Back then, the prevailing spirit of El Chopo was more experimental than entrepreneurial, says C. Armando Barreiro Perez, a city municipal services director who grew up in the neighborhood and whose administrative territory now includes the market. "To find music that was unavailable elsewhere, to feel like part of a new form of expression and protest … it was simply a joy," says Barreiro, who's also an amateur guitar player. Initially the market ran on a barter-only system. Over time it has become more businesslike. Today, El Tianguis Cultural del Chopo is a full-fledged civic association that elects its own leaders and pays the city for its weekly use of the neighborhood.
But El Chopo still has an insurgent edge. In the United States and Western Europe, punk, Goth and other rock genres with outlaw attitude sometimes have confused trendy nihilism and suburban ennui with political passion. But in lumpen pockets of Mexico, decades of official corruption, status-quo politics and economic bumbling have bred deep disillusionment and a profound desire for change among many young people.
"In the U.S. the people are much more drawn to the aesthetic rather than the politics of punk. Here it's much more about politics," says "Gypsie," a Seattle native sitting with friends on an abandoned, graffiti-smothered red station wagon near the market entrance.
"We stole it," Magali says of punk culture. "It was born somewhere else, but it doesn't matter. The music can speak to everyone."
Well, maybe not everyone. Magali admits that her music and fashion tastes have made her something of an untouchable at school and in her neighborhood, a few miles outside Mexico City. "In the pueblitos [small towns] you're more easily insulted," she says. "They say that you look naco [low-class]."

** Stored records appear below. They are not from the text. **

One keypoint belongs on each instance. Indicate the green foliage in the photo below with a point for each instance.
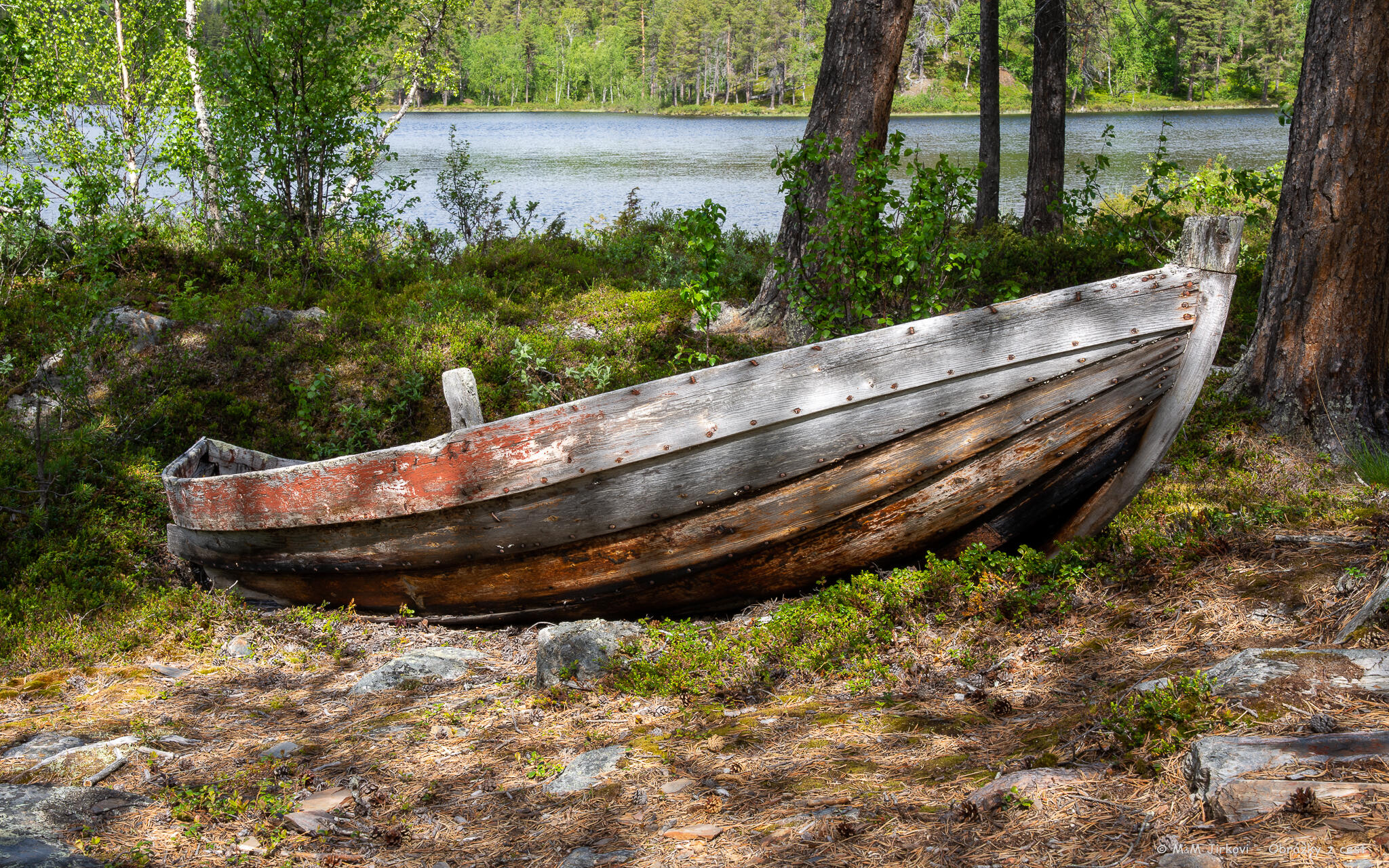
(1163, 718)
(703, 229)
(877, 256)
(536, 767)
(238, 796)
(465, 195)
(1371, 461)
(845, 629)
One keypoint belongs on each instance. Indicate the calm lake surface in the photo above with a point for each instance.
(585, 163)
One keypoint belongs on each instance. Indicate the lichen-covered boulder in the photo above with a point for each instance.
(421, 664)
(578, 650)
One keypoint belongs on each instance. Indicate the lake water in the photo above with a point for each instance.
(585, 163)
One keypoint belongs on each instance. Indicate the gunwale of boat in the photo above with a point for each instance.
(699, 551)
(681, 413)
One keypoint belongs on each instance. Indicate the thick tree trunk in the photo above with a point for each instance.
(1046, 139)
(853, 96)
(1320, 353)
(987, 208)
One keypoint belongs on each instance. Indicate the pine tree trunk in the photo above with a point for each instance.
(987, 208)
(1320, 353)
(853, 98)
(1046, 140)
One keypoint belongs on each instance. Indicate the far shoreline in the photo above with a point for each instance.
(796, 113)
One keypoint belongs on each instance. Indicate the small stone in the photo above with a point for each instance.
(578, 649)
(281, 750)
(1323, 722)
(42, 746)
(1188, 860)
(142, 326)
(327, 800)
(439, 663)
(580, 857)
(585, 770)
(266, 319)
(581, 331)
(699, 831)
(310, 821)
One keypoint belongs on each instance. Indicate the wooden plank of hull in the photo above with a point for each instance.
(1210, 249)
(631, 496)
(1034, 517)
(886, 505)
(685, 412)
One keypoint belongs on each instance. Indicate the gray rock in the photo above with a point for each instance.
(34, 821)
(581, 331)
(142, 326)
(439, 663)
(1188, 860)
(1245, 673)
(585, 770)
(578, 649)
(42, 746)
(266, 319)
(281, 750)
(25, 408)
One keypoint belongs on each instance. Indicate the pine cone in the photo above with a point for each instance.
(1323, 722)
(967, 812)
(1304, 802)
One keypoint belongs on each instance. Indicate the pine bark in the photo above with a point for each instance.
(1046, 139)
(853, 98)
(987, 208)
(1320, 353)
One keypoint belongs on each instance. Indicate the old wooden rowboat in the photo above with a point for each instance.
(1021, 422)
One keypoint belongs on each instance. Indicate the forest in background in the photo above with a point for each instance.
(766, 53)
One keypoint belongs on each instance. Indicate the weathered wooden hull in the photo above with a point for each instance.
(1004, 425)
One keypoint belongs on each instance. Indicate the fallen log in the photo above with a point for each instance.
(1216, 770)
(1243, 800)
(1371, 606)
(1216, 760)
(1028, 783)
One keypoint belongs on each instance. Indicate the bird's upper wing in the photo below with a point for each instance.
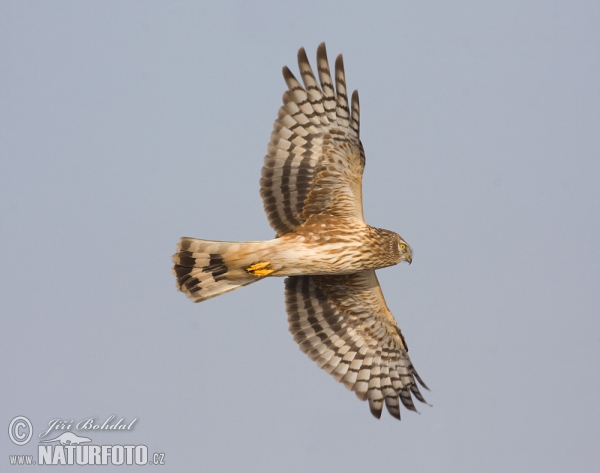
(343, 324)
(315, 159)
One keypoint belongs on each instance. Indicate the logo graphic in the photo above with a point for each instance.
(68, 438)
(20, 430)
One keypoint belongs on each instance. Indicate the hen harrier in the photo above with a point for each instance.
(311, 190)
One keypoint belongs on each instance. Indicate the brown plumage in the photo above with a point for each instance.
(311, 187)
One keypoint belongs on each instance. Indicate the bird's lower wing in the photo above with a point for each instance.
(343, 324)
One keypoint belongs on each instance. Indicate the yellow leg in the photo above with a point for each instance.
(260, 269)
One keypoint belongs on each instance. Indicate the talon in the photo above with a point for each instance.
(260, 269)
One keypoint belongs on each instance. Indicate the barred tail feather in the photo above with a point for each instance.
(206, 269)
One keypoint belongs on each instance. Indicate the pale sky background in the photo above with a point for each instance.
(127, 124)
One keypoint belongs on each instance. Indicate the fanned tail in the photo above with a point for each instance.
(206, 269)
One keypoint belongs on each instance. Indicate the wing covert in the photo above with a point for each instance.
(315, 159)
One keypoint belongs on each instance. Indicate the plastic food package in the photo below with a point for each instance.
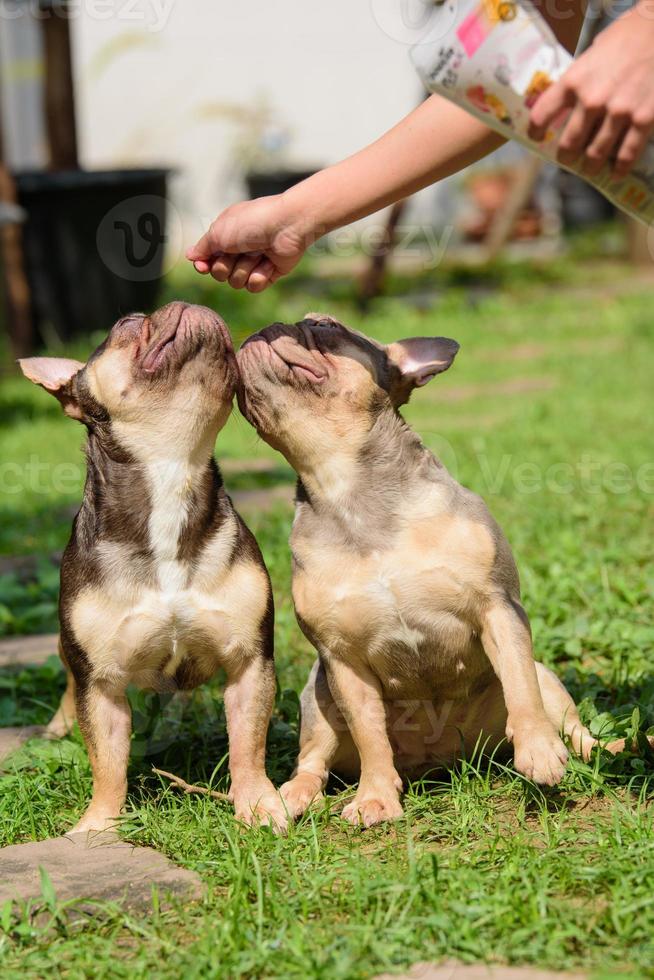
(494, 58)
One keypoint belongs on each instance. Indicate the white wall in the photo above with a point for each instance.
(152, 77)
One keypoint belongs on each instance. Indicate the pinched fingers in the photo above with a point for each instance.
(222, 266)
(242, 268)
(578, 132)
(604, 144)
(552, 102)
(263, 275)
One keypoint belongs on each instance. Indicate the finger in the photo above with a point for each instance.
(261, 276)
(221, 267)
(204, 248)
(609, 136)
(557, 97)
(242, 269)
(578, 132)
(630, 150)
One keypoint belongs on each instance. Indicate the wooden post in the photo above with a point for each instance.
(372, 280)
(59, 90)
(17, 291)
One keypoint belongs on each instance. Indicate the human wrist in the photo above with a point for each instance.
(308, 209)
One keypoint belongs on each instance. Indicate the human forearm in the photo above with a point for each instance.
(435, 140)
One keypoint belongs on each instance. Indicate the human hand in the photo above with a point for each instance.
(252, 244)
(610, 92)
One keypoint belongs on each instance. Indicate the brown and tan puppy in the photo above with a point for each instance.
(161, 582)
(401, 578)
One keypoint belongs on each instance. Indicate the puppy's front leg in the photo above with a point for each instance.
(249, 698)
(358, 694)
(105, 721)
(539, 752)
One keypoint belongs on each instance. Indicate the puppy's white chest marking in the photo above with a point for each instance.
(133, 626)
(170, 488)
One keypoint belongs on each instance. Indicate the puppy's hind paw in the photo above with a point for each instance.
(366, 813)
(300, 792)
(541, 757)
(263, 809)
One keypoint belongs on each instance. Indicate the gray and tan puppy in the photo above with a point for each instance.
(402, 580)
(161, 582)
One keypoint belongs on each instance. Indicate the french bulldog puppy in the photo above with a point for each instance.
(402, 580)
(161, 582)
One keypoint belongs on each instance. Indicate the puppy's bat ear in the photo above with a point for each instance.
(420, 359)
(55, 374)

Indeed, tourists visiting El Chopo may wonder if something has gotten lost in translation. "The Satanism, the tattooing, the piercings — it's all a little strange," says Jacob Garb, who works for a New York City public policy institute, while wandering the market. "It's kind of depressing, actually," adds his companion, Frida Ida. "What about their own culture? This is not London. This is not New York. It's Mexico."
But as some El Chopo regulars see it, hard-core punk is now Mexican-made. Juan Carlos, a self-taught graphic designer, comes to the market most weekends to unload his scathing satirical images — a Mexican migrant scaling a U.S. flag with barbed-wire stripes and swastika stars, grotesque mug shots of Mexican presidents — which he prints on small fabric swatches and sells for a few pennies apiece. With his screaming-red mohawk and multiple impalings, he's a hard man to ignore, and his political views are no less reticent. The Iraq war? "Idiotic," he says. The conquest of Mexico's indigenous civilizations? It's not over yet, Juan Carlos (who declined to give his last name) asserts. "They're still massacring people."

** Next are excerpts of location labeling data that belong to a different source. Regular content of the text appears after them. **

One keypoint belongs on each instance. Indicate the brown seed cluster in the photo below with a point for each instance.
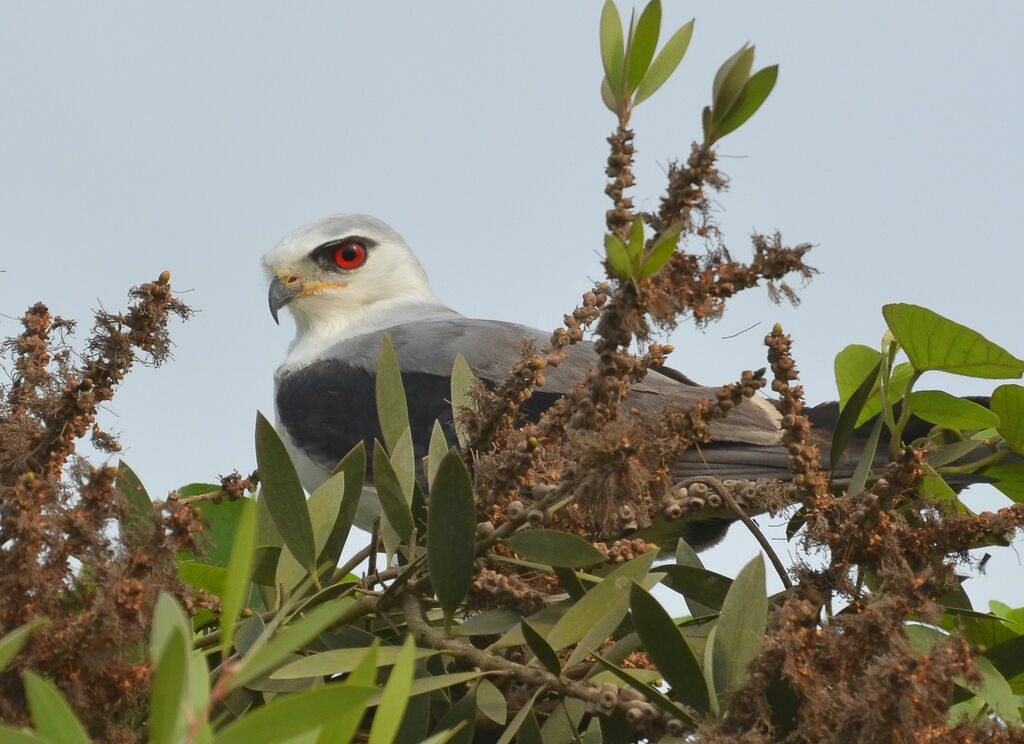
(59, 560)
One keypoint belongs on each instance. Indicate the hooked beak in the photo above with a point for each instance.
(282, 294)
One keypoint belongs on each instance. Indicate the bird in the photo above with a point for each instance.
(348, 279)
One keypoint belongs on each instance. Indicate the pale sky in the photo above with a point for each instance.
(138, 137)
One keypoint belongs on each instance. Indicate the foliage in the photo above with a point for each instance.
(514, 601)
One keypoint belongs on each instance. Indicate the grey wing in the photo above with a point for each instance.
(492, 347)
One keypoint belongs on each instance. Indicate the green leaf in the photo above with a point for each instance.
(542, 650)
(167, 724)
(392, 410)
(555, 548)
(491, 701)
(753, 95)
(238, 577)
(949, 411)
(740, 625)
(607, 97)
(288, 717)
(1008, 403)
(12, 642)
(283, 493)
(604, 604)
(635, 247)
(1009, 479)
(644, 44)
(463, 384)
(852, 409)
(139, 504)
(934, 342)
(394, 697)
(669, 650)
(10, 735)
(50, 711)
(707, 587)
(662, 251)
(619, 258)
(451, 532)
(863, 469)
(348, 474)
(994, 690)
(436, 450)
(612, 48)
(393, 502)
(665, 63)
(289, 641)
(729, 82)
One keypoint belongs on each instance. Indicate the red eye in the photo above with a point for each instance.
(350, 255)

As for the founders of U.S. and U.K. punk — Sex Pistols, the Clash, the Ramones, L.A.'s own Black Flag — well, "they were the initiators," he concedes, but they're "a little too commercial.
"Punk is too interested in money," says Juan Carlos. Then he goes back to laying out samples of his wares along the sidewalks of El Chopo, where the discs are cheap, the clothes are dark, and London and New York are irrelevant.
Times researcher Dan Vazquez in Mexico City contributed to this report.